I am goin to the same school as her in january and need a place to live. She is moving into a 1 bedroom apartment in august for 6 month lease. She said after her lease shed get a 2 bedroom place near our school with me. Which would be perfect for me since she is a lot like me and besides the lying stage we had gone through we have been great friends.
What should I do? give her a chance and live with her? I don;t know if its jsut my ADD but lately I have such a hard time keeping my friends because if they do something wrong I automatically push away from them. Do you guys do this too?

SOrry this was so long but please help me with this one!!! I have no one else to talk to because I will complain about my friends NON stop to my parents and say how i hate thme and am not talkin to thme anymore then next thing I am sayin im hangin out with them. So they wont listen to me anymore lol

ToneTone
07-16-08, 04:32 AM
Do not room with her unless you have legal and indisputable evidence that she does not lie anymore. And I don't mean a superficial statement from her. I mean legal evidence and proof. Once a liar, always a liar unless something major and traumatic intervenes to force a change.

That's the answer. There is no reason to think she has changed. Do not room with her!

reesah
07-16-08, 06:34 AM
depends

has she ever lied to you about :

money

something relating to your relationship with others

or in any way that:

caused you to lose money

caused you to get in trouble

caused you consequences emotionally, besides the feeling of being lied to



If she has only lied by being flaky (promising to hang out and not showing up) she may have been either flaky in general (unreliable socially), trying to be nice even though she had no intention of hanging out, or just socially awkward.

If she's ever lied in a way that caused any serious, real consequences to you, then do NOT move in with her no matter WHAT proof there is that she is now honest. Trust me on this (HA) it is not hard to find "proof" of honesty.

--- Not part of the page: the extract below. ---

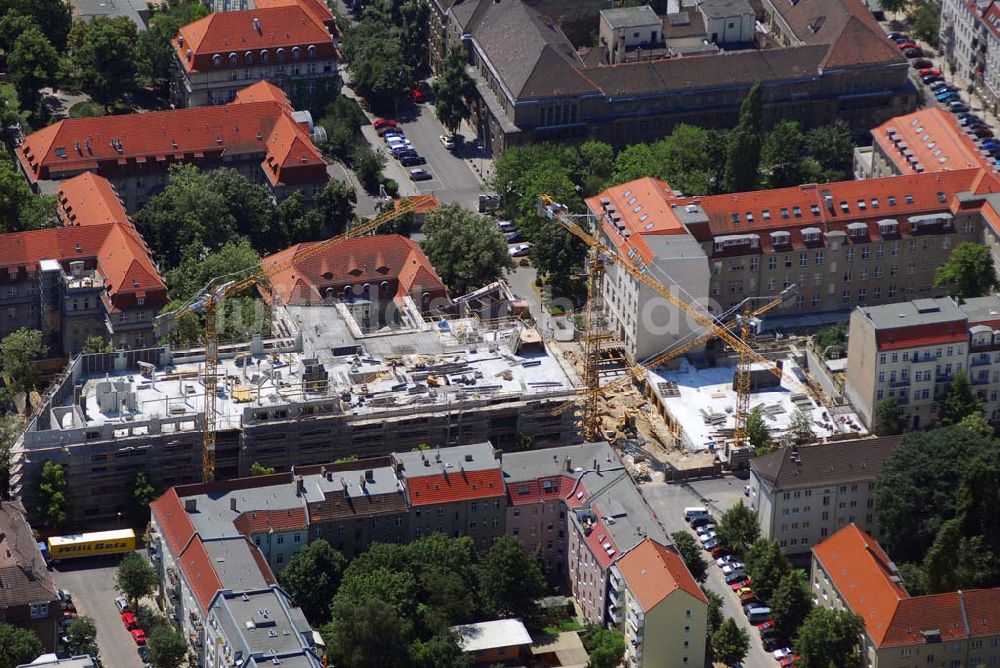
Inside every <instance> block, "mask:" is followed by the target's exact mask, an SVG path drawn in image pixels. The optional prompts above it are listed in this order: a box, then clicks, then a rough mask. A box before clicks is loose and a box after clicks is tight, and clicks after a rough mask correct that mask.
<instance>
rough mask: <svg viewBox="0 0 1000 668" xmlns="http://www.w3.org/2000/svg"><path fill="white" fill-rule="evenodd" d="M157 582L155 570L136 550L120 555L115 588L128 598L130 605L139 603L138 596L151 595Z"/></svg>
mask: <svg viewBox="0 0 1000 668" xmlns="http://www.w3.org/2000/svg"><path fill="white" fill-rule="evenodd" d="M158 583H159V578H157V577H156V571H155V570H153V567H152V566H150V565H149V562H148V561H146V560H145V559H143V558H142V555H140V554H139V553H138V552H129V553H128V554H126V555H125V556H124V557H122V560H121V562H120V563H119V564H118V570H117V571H115V589H117V590H118V591H120V592H121V593H122V595H123V596H124V597H125V598H127V599H128V602H129V605H131V606H132V607H135V606H137V605H138V604H139V599H140V598H143V597H144V596H150V595H152V593H153V590H154V589H155V588H156V585H157V584H158Z"/></svg>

If the lies she told were only about her not showing up for a party or to do something fun...then yeah. It says nothing about what she will be like as a housemate...but be careful because unreliability is not usually confined to one area of someone's life (you may be paying late fees if you rely on her to pay her share on time for bills, for example.)

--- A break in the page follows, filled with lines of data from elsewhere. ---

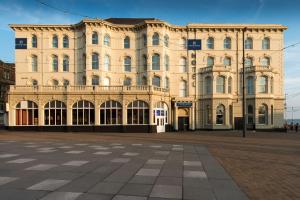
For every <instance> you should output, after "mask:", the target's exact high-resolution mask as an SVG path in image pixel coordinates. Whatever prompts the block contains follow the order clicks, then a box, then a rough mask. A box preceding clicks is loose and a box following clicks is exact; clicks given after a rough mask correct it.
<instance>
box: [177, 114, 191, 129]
mask: <svg viewBox="0 0 300 200" xmlns="http://www.w3.org/2000/svg"><path fill="white" fill-rule="evenodd" d="M187 130H189V117H178V131H187Z"/></svg>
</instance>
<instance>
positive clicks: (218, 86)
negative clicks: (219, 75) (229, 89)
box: [216, 76, 225, 93]
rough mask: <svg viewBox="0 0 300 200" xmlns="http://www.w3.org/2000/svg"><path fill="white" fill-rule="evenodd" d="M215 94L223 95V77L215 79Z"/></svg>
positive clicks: (223, 77) (223, 80) (217, 77)
mask: <svg viewBox="0 0 300 200" xmlns="http://www.w3.org/2000/svg"><path fill="white" fill-rule="evenodd" d="M216 91H217V93H225V77H224V76H218V77H217V88H216Z"/></svg>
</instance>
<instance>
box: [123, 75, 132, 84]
mask: <svg viewBox="0 0 300 200" xmlns="http://www.w3.org/2000/svg"><path fill="white" fill-rule="evenodd" d="M124 85H125V86H131V78H129V77H127V78H125V79H124Z"/></svg>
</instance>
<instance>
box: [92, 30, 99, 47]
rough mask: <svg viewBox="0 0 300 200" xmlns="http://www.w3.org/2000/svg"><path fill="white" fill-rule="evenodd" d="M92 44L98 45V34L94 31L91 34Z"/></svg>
mask: <svg viewBox="0 0 300 200" xmlns="http://www.w3.org/2000/svg"><path fill="white" fill-rule="evenodd" d="M92 44H98V33H97V32H95V31H94V32H93V34H92Z"/></svg>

I don't think you should move in expecting to be bestest friends, either. If she IS unreliable she may use your friendship to lever you into paying things for her, borrowing money, etc etc

Just do NOT see her as a friend, but as a roommate...if you cannot do this then don't live with her at all.

honesty is all fun and games until somebody loses an eye

caseyjones
07-21-08, 02:58 PM
no she hasnt lied to me in a way where it hurt me besides being mad that I was lied to. She has always been a good friend and went through a hard time for awhile and is better now.
She is one of the only people I can see myself living with because i know there wont be people at the house all the time and we just have the same interests and are both in the same situation and going to the same school. I just have a hard time trusting people but I need a room mate one way or another so should I just give her a chance?

dewnie
07-26-08, 11:07 PM
If you've got nowhere else to live it sounds like you should.

Roommates are always a pain in the ***, but at least ya'll are old friends. If moving in with strangers is your alternative , then I'd definately recommend the friend.